L'uso
degli stupefacenti ricavati dalla canapa indiana è da
sempre oggetto di un dibattito fra oscilla fra
liberalizzazione e proibizionismo, a volte con
significativi ripensamenti – Il caso del quotidiano
britannico Independent, che dopo avere appoggiato
nel 1997 le campagne per la depenalizzazione, dieci anni
dopo pubblicò una clamorosa autocritica – Nel frattempo
il contenuto nella cannabis del principio
psicoattivo THC era cresciuto di ben venticinque volte
La
cannabis indica o canapa indiana è una pianta che fa
molto parlare di sé. Dalle sue infiorescenze essiccate e
conciate si ricava una sostanza chiamata in Messico marijuana,
mentre dagli stessi fiori si può ricavare con un
procedimento più sofisticato una resina più o meno densa
che porta il nome di hashish. Secondo una
catalogazione approssimativa, e scientificamente
inappropriata, appartengono alle cosiddette droghe leggere.
Quelle per le quali forti correnti d'opinione suggeriscono
il libero uso, dunque la depenalizzazione. In realtà non
esistono droghe leggere: anche la cannabis dà dipendenza e
produce all'organismo di chi ne fa uso danni irreversibili.

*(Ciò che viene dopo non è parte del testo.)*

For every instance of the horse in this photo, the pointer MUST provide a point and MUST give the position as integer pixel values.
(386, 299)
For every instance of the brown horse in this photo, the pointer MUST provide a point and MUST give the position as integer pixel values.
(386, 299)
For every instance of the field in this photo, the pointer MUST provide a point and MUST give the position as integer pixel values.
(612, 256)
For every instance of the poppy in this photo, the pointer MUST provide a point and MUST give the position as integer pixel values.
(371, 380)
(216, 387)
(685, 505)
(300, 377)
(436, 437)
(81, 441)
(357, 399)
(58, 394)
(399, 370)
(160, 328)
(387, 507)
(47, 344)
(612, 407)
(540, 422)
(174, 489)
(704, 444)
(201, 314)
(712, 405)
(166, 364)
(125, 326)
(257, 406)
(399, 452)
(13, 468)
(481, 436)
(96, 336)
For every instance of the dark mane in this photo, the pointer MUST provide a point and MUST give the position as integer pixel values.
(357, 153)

Inoltre la concentrazione, nei prodotti avviati al mercato,
del più deleterio fra i principi psicoattivi, che i chimici
chiamano tetraidrocannabinolo o THC, è da un anno all'altro
sempre più alta. Le potenti organizzazioni criminali che
hanno in mano questo mercato puntano cinicamente su una
dipendenza sempre più difficile da superare, e dunque non
esitano a moltiplicare il danno per la loro “clientela”.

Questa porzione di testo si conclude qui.